Saya bertemu beberapa perempuan di pesisir. Mereka mengungkapkan penderitaan, dimana hari-hari mereka harus berjuang menghidupi keluarga, setelah ruang hidup mereka terenggut oleh kehadiran pertambangan. Selain mengurusi urusan domestic mereka, perempuan pesisir dipaksa bekerja ekstra menjadi pelaut berkilo meter jauhnya menerjang ombak. Mereka berjuang hidup membudidayakan rumput laut mereka ke daerah baru, sebab daerah laut dekat rumah-rumah mereka sudah tidak bisa digunakan karena limpahan lumpur tambang yang menggenangi lautan.
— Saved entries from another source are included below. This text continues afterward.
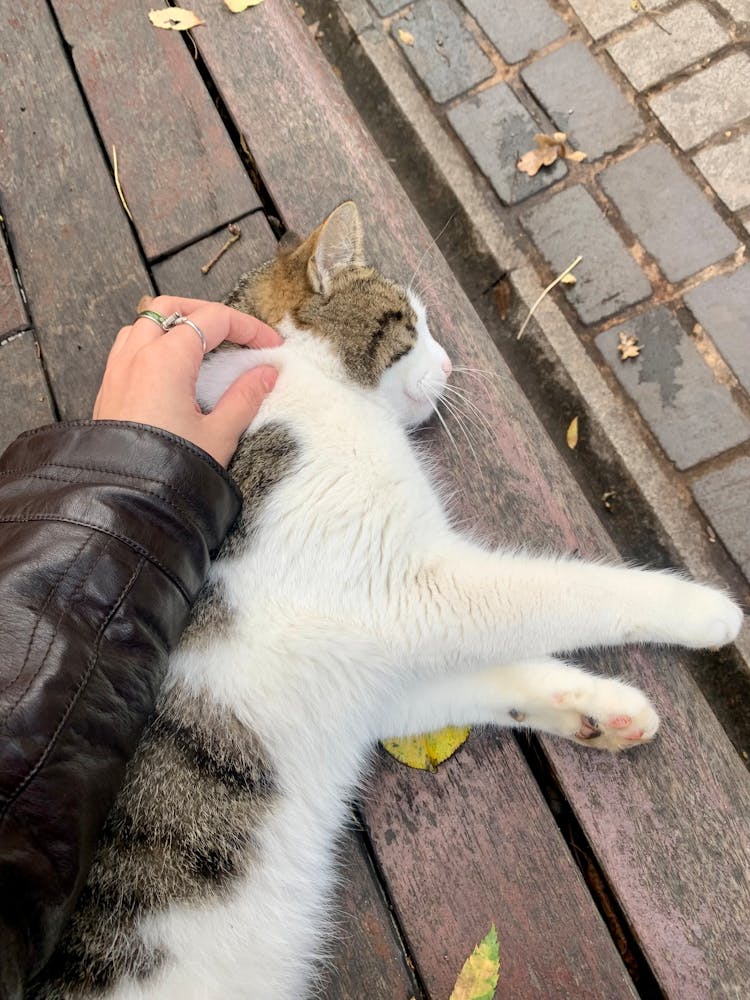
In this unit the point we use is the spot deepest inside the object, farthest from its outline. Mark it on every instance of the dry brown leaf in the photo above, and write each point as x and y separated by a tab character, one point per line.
550	148
629	346
571	435
237	6
174	19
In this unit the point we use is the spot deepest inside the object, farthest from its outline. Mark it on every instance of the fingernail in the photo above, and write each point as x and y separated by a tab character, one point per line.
269	378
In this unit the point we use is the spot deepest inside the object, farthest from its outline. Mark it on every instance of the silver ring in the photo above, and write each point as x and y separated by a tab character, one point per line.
151	314
175	319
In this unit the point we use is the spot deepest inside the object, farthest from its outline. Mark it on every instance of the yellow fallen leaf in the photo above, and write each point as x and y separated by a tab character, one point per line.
427	750
174	18
236	6
571	435
478	978
629	346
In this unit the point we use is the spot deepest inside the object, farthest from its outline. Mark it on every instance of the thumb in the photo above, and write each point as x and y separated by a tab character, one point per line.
240	403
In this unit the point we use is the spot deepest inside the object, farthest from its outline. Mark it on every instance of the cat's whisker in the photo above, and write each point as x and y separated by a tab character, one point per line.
453	409
453	404
480	417
439	415
481	374
432	244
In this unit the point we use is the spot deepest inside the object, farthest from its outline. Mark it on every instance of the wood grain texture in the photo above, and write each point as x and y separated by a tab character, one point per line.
684	799
12	310
180	174
366	957
24	403
72	242
474	844
181	274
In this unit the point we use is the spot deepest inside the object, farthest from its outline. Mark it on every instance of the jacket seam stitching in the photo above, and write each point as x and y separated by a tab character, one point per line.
25	470
135	546
181	515
78	691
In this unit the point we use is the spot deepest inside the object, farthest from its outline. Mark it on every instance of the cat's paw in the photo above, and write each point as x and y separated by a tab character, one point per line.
701	617
610	715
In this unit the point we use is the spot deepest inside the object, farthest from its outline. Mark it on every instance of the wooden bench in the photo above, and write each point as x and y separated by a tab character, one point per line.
606	877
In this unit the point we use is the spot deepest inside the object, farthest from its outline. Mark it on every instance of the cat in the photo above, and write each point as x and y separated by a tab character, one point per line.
343	608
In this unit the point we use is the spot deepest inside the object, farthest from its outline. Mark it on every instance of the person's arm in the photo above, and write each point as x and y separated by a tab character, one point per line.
107	528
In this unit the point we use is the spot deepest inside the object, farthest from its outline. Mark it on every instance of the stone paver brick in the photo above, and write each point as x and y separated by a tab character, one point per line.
12	311
445	55
654	51
496	129
517	29
706	103
693	416
668	212
607	279
727	170
739	9
722	307
603	16
724	497
582	100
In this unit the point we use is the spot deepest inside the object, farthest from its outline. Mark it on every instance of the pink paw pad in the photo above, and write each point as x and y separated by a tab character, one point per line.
619	722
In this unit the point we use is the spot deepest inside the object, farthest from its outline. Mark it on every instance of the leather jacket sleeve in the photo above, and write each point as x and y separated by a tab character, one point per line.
106	533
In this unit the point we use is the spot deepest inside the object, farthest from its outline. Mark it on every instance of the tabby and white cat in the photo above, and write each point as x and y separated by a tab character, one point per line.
344	608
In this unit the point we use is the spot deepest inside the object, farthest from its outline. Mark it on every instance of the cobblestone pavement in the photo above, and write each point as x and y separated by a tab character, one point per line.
657	94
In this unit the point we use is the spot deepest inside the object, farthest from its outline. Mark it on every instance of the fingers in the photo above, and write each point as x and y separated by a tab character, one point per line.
238	406
217	322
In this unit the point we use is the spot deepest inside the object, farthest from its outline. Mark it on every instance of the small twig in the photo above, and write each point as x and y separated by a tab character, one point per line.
117	183
236	232
548	289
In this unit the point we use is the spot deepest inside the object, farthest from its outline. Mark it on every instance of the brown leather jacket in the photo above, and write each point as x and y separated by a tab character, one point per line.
106	532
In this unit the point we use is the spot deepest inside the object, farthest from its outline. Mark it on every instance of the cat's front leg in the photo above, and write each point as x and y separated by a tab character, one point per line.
544	695
473	607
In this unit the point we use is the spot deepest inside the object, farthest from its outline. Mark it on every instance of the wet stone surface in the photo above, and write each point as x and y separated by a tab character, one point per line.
693	416
443	53
607	279
497	130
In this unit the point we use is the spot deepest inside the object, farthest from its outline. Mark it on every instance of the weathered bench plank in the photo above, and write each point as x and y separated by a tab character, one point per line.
12	312
685	797
24	402
78	260
181	274
180	174
365	954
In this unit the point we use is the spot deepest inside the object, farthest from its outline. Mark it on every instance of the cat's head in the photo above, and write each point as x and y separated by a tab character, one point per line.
376	329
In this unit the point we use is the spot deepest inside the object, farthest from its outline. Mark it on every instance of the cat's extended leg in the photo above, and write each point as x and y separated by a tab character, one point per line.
468	608
546	695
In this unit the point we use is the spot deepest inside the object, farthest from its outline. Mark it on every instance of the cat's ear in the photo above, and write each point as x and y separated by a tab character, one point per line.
337	244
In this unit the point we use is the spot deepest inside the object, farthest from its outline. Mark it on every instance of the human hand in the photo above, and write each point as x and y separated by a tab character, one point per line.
151	375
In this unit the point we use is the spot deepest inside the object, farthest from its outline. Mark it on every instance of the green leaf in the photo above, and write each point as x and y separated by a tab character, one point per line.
478	978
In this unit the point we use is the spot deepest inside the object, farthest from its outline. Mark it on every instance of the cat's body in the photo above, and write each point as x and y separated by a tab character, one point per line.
344	609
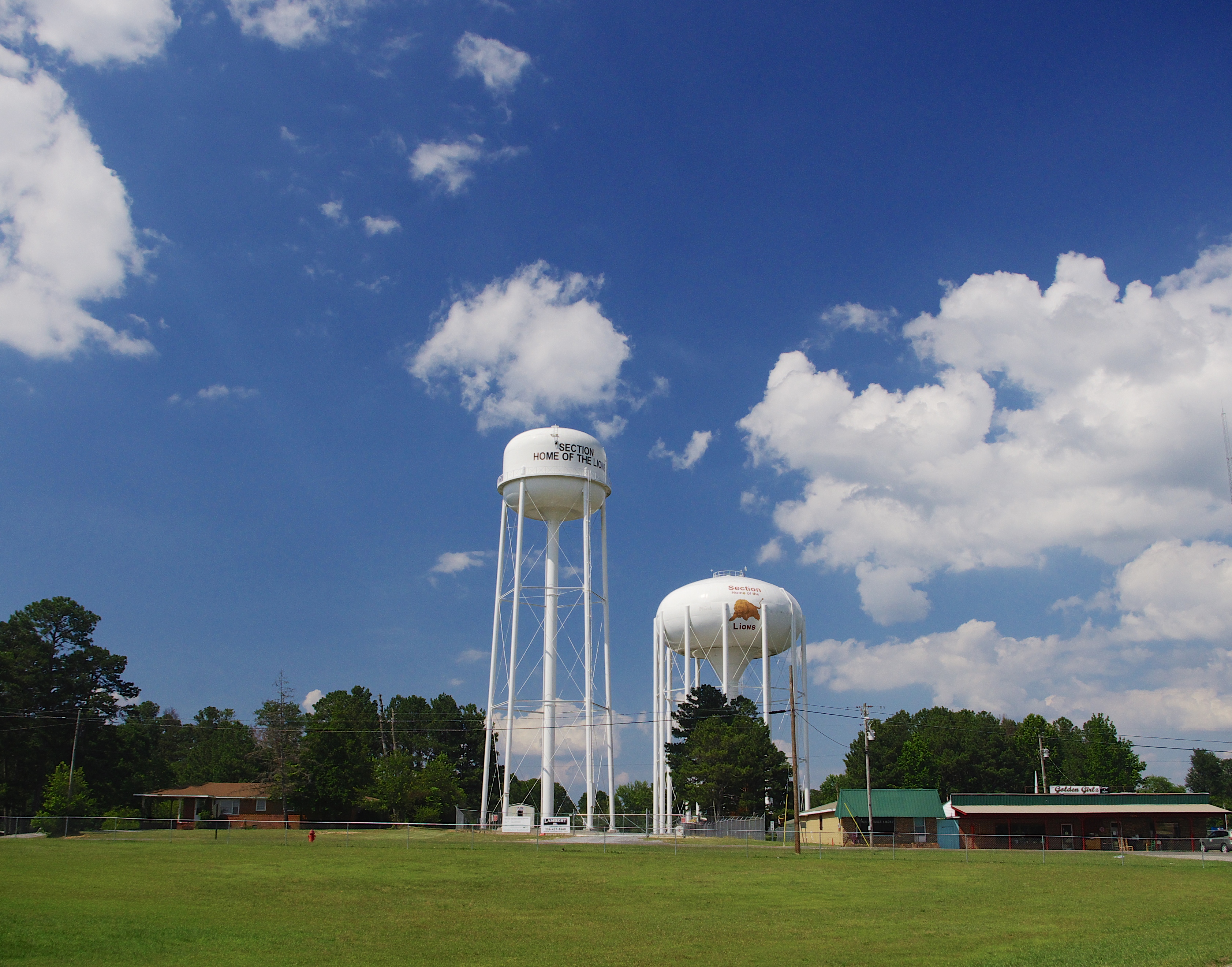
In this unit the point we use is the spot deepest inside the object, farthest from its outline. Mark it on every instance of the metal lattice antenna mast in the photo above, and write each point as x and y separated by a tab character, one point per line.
1228	449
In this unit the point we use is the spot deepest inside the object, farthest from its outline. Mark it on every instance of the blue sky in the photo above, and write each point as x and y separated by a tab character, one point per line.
241	428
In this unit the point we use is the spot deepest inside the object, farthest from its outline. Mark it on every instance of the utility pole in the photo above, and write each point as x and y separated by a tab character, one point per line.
868	768
795	759
68	802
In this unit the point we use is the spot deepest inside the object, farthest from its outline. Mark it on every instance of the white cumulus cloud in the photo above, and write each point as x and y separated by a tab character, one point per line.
380	226
526	347
451	562
1117	449
451	164
1166	665
499	64
66	233
854	316
294	23
93	31
694	450
219	391
311	699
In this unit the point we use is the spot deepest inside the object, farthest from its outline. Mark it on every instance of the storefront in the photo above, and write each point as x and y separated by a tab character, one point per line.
1120	821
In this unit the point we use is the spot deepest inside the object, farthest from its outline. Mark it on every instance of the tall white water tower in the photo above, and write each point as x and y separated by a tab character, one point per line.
555	476
732	622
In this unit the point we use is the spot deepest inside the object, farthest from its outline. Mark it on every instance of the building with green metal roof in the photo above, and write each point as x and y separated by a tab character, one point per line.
900	817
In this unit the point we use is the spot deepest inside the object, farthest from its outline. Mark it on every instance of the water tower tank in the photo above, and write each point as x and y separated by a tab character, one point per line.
750	603
555	462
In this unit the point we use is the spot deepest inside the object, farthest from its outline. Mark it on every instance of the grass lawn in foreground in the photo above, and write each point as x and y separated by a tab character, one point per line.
433	899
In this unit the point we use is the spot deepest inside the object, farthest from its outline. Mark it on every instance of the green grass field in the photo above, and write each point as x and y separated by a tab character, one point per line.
254	901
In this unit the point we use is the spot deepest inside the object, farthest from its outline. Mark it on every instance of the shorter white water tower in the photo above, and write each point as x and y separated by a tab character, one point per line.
730	621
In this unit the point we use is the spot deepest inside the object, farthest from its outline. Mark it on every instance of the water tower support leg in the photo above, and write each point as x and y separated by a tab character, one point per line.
551	597
688	647
655	726
765	668
804	695
513	647
492	668
587	614
608	674
726	651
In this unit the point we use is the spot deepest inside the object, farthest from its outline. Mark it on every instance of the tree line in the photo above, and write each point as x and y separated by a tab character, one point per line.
960	751
353	757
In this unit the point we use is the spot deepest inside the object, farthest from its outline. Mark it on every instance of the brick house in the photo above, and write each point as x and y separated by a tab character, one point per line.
242	805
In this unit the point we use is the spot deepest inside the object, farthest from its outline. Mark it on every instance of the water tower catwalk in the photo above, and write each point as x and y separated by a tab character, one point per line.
731	621
555	476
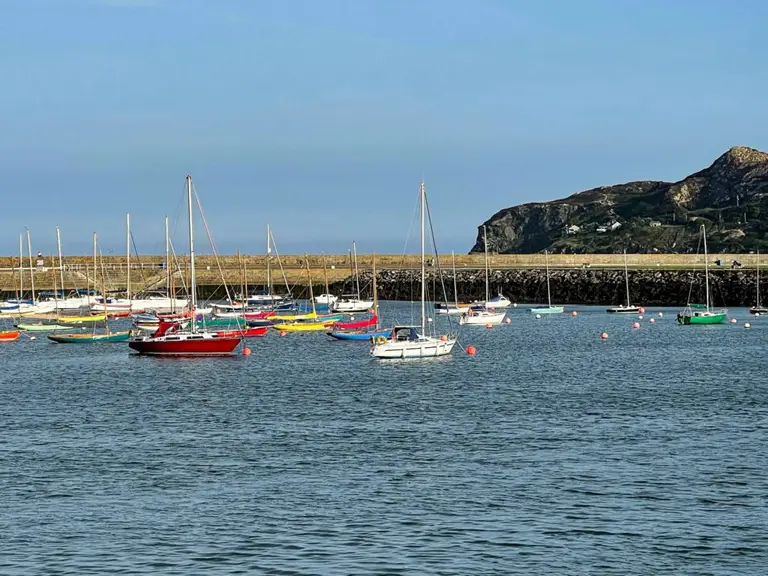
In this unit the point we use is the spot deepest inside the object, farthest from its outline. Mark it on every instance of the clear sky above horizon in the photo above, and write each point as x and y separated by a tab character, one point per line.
321	117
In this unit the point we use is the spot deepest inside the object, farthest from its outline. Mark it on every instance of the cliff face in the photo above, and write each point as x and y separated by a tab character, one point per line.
729	197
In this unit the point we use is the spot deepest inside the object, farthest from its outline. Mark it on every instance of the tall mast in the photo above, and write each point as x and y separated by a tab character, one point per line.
485	245
61	260
375	292
546	263
269	251
31	270
455	289
21	269
626	276
128	255
706	264
357	278
192	278
423	267
168	267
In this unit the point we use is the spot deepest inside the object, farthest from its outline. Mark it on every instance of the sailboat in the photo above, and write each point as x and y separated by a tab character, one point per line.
312	322
455	308
169	339
364	329
622	309
352	302
483	315
413	341
696	314
93	336
758	308
549	309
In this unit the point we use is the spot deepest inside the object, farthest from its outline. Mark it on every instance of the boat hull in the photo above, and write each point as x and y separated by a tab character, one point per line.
205	344
87	338
359	334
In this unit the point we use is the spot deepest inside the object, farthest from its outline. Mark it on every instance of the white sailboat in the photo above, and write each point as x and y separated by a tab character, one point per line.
758	308
349	303
549	309
622	309
483	315
413	341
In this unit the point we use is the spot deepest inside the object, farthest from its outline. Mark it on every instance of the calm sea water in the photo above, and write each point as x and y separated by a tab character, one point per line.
550	452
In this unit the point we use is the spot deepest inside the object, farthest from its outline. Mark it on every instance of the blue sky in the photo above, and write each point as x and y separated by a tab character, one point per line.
321	117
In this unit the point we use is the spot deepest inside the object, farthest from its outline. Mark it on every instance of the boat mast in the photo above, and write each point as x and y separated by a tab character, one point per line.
192	279
21	270
546	263
706	264
269	251
31	270
168	269
128	256
61	260
423	267
357	278
626	276
485	246
375	292
455	290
Selain itu perempuan nelayan juga kehilangan mata pencarian dan kehidupan mereka sebab bakau dan pasir pantai tempat tumbuhnya ekonsitem laut sekaligus matarantai makanan laut telah rusak. Perempuan pesisir kini diperhadapkan dengan dilema besar menjadi buruh di pertambangan yang sebenarnya sangat jauh dari budaya kehidupan mereka.
Nelayan perempuan di pesisir Pomalaa juga merasakan dampak luar biasa saat kehilangan lapangan pekerjaan mereka. Mereka kini berada dipersipangan pilihan tetap bertahan dengan kondisi atau memilih beralih pada pekerjaan lain.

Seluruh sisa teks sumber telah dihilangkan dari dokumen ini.